Cellule terroriste belge: deux suspects recherchés en Espagne

Au moins deux hommes soupçonnés d'être impliqués dans la préparation de l'attentat terroriste déjoué à Verviers sont toujours en fuite. D’après certains médias espagnols, les deux individus se trouveraient actuellement en Espagne. Parallèlement, le suspect arrêté samedi en Grèce a accepté d'être remis aux autorités belges pour "prouver son innocence" dans cette affaire.

Les deux suspects sont Abdelmounaim Haddad, 21 ans, et Zaid Koullis, 18 ans. Le premier est de nationalité belge, tandis que le second serait en possession d'un passeport néerlandais.

Ils auraient pris la fuite lors de l'assaut de la police dans l'appartement de Verviers. Selon Het Nieuwsblad et Het Belang van Limburg, le soir même, les deux suspects avaient déjà fui vers Paris, passant outre les services de sécurité français.

Ces derniers auraient alors alerté leurs collègues espagnols de l'arrivée possible des deux hommes à Madrid, d'où il est possible de rejoindre le Yémen ou l'Arabie saoudite. Selon la presse espagnole, les deux suspect seraient armés. Les autorités du pays ont lancé un avis de recherche. De son côté, le parquet fédéral n’a pas souhaité commenté l’information.

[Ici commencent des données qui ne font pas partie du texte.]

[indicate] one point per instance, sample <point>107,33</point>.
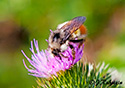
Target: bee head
<point>55,39</point>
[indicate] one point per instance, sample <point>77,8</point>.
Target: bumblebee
<point>70,31</point>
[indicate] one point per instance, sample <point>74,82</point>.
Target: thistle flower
<point>44,65</point>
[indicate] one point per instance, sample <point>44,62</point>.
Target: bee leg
<point>73,51</point>
<point>81,41</point>
<point>56,54</point>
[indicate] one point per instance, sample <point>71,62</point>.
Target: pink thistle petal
<point>44,65</point>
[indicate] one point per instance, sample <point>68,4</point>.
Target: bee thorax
<point>63,47</point>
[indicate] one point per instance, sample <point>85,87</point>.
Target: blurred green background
<point>23,20</point>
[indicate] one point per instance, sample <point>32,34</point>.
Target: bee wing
<point>72,25</point>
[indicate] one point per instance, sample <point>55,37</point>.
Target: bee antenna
<point>51,31</point>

Le suspect arrêté en Grèce remis aux autorités belges

L'Algérien de 33 ans arrêté samedi à Athènes et soupçonné d'avoir un lien avec la cellule djihadiste démantelée la semaine dernière en Belgique s'est dit "d'accord" pour être remis aux autorités belges.

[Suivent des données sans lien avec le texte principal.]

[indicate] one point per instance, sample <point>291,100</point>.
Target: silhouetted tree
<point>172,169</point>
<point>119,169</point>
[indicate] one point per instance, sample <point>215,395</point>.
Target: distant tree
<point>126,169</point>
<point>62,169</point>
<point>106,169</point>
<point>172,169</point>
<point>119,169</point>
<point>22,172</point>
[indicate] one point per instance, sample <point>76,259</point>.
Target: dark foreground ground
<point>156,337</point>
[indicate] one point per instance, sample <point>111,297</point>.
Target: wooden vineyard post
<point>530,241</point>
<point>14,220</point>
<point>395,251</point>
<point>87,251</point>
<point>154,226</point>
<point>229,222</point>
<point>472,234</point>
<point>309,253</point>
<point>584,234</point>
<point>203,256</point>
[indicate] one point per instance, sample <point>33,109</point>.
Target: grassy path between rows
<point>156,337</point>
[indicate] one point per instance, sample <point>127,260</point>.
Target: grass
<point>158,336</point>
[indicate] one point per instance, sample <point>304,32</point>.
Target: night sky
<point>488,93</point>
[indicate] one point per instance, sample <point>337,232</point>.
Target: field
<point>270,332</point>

Le suspect a indiqué vouloir "prouver son innocence" dans cette affaire, lors de sa comparution devant le procureur de la cour d'appel d'Athènes qui venait lui-même de requérir cette remise à la Belgique pour "appartenance à une organisation terroriste", selon la même source.

La décision finale sera rendue d'ici à mercredi par le président de la cour d'appel.

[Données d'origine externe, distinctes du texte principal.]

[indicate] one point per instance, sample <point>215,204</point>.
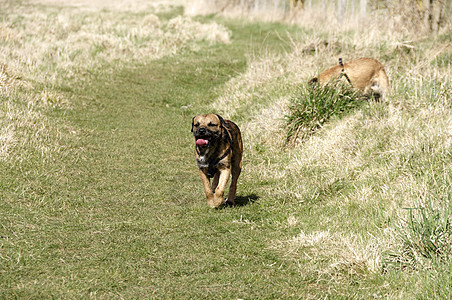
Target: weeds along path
<point>122,212</point>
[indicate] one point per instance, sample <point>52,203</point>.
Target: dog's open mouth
<point>202,142</point>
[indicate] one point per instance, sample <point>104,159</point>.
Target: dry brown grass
<point>52,44</point>
<point>372,148</point>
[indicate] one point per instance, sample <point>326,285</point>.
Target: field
<point>99,191</point>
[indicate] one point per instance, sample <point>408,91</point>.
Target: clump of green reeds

Selon la source judiciaire, le jeune homme avait appelé "trois ou quatre fois" depuis Athènes un djihadiste présumé emprisonné en Belgique et a été arrêté pour ce motif à la demande de la Belgique.

Le suspect a reconnu avoir passé ces appels car il "connaissait" le prisonnier, a-t-elle ajouté. Jusqu'ici il n'a pas encore été établi si l'homme emprisonné en Belgique avait un lien avec les deux hommes abattus jeudi soir par la police à Verviers.